Concerning operational mechanisms, the “administrativization” trend of judicial proceedings, the performance of major operations to overcome “those who hold the trial do not adjudicate the case, those who adjudicate the case do not hold the trial, and their responsibilities are unclear” as well as other prominent problems, are being solved by abolishing the case approval system, the system whereby leaders must sign judicial verdicts, and by reforming the adjudication management and supervision systems, to allow judges and judicial panels to truly become the subjects who adjudicate a case, and to realize “those who hold the trial adjudicate, and those who adjudicate are responsible”.

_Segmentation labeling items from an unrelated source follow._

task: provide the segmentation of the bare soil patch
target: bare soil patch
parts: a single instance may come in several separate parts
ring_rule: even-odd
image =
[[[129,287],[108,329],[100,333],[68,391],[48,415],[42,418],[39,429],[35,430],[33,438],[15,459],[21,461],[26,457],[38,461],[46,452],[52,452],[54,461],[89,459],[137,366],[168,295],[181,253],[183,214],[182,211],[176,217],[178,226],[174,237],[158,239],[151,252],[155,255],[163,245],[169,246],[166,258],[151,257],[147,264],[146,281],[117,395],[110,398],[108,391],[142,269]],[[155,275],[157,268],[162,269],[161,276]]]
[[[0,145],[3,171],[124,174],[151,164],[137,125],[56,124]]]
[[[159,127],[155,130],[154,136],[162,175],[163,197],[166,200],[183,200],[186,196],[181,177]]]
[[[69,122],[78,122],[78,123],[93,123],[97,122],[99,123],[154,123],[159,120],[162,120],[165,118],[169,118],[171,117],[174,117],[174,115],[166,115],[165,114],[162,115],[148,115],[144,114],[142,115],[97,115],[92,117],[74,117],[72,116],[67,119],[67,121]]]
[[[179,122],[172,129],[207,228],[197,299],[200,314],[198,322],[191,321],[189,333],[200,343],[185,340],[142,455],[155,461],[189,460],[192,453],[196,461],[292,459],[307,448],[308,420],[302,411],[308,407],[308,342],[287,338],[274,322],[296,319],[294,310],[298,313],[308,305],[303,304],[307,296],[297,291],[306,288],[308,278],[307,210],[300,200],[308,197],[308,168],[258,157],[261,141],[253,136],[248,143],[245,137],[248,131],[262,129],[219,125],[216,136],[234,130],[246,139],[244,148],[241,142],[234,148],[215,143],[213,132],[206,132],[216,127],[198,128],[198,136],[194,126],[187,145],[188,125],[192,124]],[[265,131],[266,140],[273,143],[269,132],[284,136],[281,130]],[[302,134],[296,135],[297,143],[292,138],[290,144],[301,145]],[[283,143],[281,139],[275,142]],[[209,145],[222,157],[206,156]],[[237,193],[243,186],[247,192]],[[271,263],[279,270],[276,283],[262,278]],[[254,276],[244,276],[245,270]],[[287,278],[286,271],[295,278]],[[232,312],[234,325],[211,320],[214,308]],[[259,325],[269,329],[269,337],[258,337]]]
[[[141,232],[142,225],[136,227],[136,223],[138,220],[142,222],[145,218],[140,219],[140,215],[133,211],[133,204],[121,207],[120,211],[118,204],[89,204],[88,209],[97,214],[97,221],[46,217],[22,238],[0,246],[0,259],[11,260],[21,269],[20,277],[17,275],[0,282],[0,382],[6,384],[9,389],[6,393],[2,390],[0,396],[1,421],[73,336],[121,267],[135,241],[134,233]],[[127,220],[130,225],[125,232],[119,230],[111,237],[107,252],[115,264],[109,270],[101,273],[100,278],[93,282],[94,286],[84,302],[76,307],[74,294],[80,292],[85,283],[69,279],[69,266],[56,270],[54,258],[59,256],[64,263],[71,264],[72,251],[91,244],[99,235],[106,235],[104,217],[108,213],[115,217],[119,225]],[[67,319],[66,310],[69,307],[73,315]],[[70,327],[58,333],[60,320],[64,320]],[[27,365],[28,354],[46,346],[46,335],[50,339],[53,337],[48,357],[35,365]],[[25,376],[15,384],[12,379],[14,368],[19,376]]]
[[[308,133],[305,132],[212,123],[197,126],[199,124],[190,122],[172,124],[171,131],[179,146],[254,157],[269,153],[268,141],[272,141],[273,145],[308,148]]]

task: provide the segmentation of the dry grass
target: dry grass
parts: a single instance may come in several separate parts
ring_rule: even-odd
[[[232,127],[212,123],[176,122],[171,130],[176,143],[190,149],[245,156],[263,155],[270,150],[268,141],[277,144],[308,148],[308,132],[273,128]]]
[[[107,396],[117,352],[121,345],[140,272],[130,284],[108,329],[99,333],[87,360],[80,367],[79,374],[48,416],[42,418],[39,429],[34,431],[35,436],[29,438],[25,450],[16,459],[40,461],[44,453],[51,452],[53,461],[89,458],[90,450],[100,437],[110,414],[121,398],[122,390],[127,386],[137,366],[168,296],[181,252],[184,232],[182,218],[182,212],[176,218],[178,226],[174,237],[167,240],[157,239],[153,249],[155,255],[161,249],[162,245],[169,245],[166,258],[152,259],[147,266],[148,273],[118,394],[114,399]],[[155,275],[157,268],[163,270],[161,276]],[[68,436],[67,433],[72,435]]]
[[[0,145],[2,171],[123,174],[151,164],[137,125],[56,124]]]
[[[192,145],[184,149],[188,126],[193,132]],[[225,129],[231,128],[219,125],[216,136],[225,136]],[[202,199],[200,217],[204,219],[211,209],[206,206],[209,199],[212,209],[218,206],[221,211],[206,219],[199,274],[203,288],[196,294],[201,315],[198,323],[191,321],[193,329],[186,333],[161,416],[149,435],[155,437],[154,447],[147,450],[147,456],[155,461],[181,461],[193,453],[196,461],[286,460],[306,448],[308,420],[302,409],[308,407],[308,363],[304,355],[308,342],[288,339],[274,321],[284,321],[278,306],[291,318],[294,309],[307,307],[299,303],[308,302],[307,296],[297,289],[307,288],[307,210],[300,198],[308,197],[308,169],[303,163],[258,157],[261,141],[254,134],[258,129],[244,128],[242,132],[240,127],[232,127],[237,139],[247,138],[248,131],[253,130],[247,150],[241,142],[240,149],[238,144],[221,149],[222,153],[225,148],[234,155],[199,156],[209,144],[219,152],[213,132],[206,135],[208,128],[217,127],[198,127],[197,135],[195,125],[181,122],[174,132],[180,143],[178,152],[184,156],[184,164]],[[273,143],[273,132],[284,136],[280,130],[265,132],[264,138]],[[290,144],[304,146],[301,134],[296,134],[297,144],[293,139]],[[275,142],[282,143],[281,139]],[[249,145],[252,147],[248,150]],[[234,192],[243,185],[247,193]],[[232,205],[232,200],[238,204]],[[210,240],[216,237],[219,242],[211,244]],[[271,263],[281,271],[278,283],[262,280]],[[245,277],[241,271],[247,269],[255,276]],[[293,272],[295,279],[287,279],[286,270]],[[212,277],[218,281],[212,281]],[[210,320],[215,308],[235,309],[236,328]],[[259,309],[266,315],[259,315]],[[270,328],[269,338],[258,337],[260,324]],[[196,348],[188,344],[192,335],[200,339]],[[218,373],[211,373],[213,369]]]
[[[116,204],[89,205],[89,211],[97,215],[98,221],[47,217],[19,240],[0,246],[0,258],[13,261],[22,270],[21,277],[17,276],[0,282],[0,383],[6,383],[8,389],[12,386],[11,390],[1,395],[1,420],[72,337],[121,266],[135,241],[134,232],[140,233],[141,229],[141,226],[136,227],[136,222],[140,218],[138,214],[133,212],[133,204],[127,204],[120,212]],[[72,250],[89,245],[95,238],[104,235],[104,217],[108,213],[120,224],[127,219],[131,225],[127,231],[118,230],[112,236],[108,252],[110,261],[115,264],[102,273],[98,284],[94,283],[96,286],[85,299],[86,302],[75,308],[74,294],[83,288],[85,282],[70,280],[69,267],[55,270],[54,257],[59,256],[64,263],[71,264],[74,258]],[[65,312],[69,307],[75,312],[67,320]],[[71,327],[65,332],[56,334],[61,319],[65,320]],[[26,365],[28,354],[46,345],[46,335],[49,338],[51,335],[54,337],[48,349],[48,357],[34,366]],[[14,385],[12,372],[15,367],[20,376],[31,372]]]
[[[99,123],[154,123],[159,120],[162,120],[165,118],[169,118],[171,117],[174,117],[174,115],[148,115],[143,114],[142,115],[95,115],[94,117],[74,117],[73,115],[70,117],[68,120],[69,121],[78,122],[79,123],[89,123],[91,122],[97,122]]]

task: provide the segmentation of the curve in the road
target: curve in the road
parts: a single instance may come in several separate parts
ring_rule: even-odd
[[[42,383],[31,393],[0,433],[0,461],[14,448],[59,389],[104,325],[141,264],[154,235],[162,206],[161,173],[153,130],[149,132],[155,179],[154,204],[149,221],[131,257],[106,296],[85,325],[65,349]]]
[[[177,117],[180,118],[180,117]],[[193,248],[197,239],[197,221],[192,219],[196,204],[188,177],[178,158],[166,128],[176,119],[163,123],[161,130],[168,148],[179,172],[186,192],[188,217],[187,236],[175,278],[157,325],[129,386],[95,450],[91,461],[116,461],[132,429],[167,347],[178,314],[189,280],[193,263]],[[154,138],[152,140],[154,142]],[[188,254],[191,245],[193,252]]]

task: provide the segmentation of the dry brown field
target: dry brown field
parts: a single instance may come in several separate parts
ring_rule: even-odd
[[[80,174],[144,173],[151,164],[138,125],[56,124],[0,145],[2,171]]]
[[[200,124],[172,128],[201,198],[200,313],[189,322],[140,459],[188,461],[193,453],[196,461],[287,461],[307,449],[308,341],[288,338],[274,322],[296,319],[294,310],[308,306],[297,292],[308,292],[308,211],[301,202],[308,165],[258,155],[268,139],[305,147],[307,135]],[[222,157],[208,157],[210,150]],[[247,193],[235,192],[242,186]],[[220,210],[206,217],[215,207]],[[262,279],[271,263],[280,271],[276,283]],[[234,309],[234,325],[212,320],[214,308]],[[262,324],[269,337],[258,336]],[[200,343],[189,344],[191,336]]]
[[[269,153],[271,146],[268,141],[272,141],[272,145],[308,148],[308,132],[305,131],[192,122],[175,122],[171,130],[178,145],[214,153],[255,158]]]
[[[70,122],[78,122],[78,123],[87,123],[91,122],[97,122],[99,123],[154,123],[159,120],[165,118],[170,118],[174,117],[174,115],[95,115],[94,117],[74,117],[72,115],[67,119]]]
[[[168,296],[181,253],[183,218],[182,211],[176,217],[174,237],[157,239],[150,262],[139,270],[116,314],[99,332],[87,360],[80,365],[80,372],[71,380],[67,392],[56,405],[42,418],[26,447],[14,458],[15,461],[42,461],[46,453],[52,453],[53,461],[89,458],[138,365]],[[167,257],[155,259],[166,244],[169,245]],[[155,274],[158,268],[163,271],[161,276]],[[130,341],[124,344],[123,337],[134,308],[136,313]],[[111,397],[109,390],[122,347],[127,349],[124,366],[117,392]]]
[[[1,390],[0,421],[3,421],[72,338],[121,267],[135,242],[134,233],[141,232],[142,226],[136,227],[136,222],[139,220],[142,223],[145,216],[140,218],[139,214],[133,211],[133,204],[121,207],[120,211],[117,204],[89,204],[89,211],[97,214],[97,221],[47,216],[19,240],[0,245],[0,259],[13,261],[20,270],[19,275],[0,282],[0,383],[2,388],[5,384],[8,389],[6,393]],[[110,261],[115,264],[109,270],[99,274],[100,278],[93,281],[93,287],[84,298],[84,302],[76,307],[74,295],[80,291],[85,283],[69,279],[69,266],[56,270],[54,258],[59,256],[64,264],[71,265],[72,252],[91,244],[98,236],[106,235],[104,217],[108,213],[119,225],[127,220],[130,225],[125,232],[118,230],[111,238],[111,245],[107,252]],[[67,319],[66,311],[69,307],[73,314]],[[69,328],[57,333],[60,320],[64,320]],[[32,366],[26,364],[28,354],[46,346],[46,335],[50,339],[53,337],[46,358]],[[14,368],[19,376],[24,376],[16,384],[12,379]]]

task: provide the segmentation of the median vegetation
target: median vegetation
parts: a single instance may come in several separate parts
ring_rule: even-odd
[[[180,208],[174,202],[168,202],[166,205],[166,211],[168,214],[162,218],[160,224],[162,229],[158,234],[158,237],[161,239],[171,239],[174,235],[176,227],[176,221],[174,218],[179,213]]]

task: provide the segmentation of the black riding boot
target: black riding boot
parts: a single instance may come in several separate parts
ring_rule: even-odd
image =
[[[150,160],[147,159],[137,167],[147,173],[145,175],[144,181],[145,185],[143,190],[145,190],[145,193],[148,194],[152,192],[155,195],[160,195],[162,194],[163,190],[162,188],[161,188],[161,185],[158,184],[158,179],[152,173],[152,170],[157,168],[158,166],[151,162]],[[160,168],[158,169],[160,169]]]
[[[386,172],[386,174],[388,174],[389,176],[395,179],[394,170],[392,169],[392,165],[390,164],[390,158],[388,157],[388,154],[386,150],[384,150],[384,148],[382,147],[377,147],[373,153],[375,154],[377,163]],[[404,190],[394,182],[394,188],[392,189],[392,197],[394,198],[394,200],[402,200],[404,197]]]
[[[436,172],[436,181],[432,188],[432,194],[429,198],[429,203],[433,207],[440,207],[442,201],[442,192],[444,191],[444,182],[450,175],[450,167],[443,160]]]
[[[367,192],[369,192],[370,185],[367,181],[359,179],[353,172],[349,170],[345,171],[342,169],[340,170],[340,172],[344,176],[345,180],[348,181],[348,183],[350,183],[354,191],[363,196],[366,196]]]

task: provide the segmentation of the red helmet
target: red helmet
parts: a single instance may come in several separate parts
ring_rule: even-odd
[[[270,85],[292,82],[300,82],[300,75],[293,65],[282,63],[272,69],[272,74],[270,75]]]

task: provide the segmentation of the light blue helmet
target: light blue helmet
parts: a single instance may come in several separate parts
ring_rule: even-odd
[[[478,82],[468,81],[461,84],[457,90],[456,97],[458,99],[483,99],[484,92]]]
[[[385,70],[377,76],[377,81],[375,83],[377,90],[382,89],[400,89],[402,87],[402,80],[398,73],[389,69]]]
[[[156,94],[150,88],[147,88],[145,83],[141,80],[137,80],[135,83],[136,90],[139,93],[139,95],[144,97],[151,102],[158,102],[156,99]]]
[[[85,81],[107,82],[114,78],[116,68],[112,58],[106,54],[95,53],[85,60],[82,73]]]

Concerning the elimination of interferences, efforts have been made to correctly handle the relation between Party leadership and ensuring an independent exercize of judicial power independently, by requiring leading cadres of Party and Government organs at all levels to support independent adjudication, and by establishing system to record, report and prosecute those leading cadres and judicial personnel who interfere or get involved with the judiciary or intervene in cases. At the same time, the right of the judiciary to staunchly refuse to accept the unlawful interference of Party organizations and leading cadres in adjudication has been guaranteed.

More than three years of reform prove that the above mentioned “main frame” and “project” respect the regulatory [mechanism] of the judiciary, and that they are also in line with China’s national conditions, therefore, this kind of highly effective reform very much depends on the political superiority of the leadership of the Communist Party of China. General Secretary Xi Jinping pointed out how Party leadership must be upheld, and one must “persist in combining being in line with national conditions with following the regulatory mechanisms of the judiciary, and unswervingly deepen judicial system reform.” This is the most forceful counterstrike to the Western erroneous ideologies of “constitutional democracy”, “separation of powers” and “judicial independence”. As we all know, the major national conditions of China is the leadership of the Communist Party of China, therefore China will for a long time remain in the primary stage of Socialism. Even though there some aspects in our country’s judicial reform still do not meet the expectation of the people, the reasons for these are extremely complex, and while some causes are systemic and institutional, others are related to the limitation of our developmental stage.In only a few decades, China had to cover the developmental road that Western countries walked in a hundred or even a few hundred years, having to solve political, economic, social, cultural, environmental problems, as well as the variety of problems encountered in constructing the rule of law in China. Encountering some difficulties was inevitable.But, deviating from historical materialism, and only relying on subjective categories and concepts, such as concepts with their background in Western states, to measure social existence, its development and changes, would not bring China on the road to success.

We have always had a clear-cut stance in favor of maintaining and implementing the constitutional principle of independent adjudication, and we have explained China’s position to the world also through the accession to international legal documents.What we must truly show the sword to are those delusions of forcing upon China the erroneous Zeitgeist of a “judicial independence” rooted in Western political, economic, social systems and ideologies. Understanding the theory of Socialist rule of law and judicial regulation is a process of gradual clarification and gradual deepening. But, if there are persons with ulterior motives who attempt to guide judicial reform in China through erroneous ideologies, then this can only lead reform to a dead end. This is something every responsible legal person would not consent to, and it is something every Chinese person who desires to achieve judicial fairness would not consent to.